# *TWITTER SENTIMENT ANALYSIS*

**Problem Statement**

The objective of this task is to detect hate speech in tweets. For the sake of simplicity, we say a tweet contains hate speech if it has a racist or sexist sentiment associated with it. So, the task is to classify racist or sexist tweets from other tweets.

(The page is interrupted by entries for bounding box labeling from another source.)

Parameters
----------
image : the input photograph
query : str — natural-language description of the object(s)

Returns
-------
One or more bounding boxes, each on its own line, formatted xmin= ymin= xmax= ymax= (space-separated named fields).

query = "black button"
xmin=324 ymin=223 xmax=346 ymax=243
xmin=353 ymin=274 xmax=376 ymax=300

Formally, given a training sample of tweets and labels, where label '1' denotes the tweet is racist/sexist and label '0' denotes the tweet is not racist/sexist, your objective is to predict the labels on the test dataset.

In [1]:
# For handling data
import pandas as pd

# For numerical computing
import numpy as np

# Library for pattern matching
import re

# For NLP related tasks
import spacy

In [2]:
nlp = spacy.load('en_core_web_sm')

<font size=3>**Steps to Follow:**</font>
1. Loading and Exploring Data
2. Text Cleaning
3. Data Preparation
    1. Label Encoding
    2. Split Data
    3. Feature Engineering using TF-IDF
4. Model Building
    1. Naive Bayes
    2. Logistic Regression
    3. Model Building Summary
5. Final Sentiment Analysis Pipeline

### Loading and Exploring Train Data

In [3]:
# read CSV file
df_train = pd.read_csv(r"C:\Users\TheWhiteWolf\NLP\Module1\Projects\Twitter_Sentiment_Analysis\train.csv")

# Shape of the dataframe
print("Shape =>", df_train.shape)

# first first five rows
df_train.head()

Shape => (31962, 3)


Unnamed: 0,id,label,tweet
0,1,0,@user when a father is dysfunctional and is s...
1,2,0,@user @user thanks for #lyft credit i can't us...
2,3,0,bihday your majesty
3,4,0,#model i love u take with u all the time in ...
4,5,0,factsguide: society now #motivation


In [4]:
# Some sample tweets
df_train['tweet'].sample(5)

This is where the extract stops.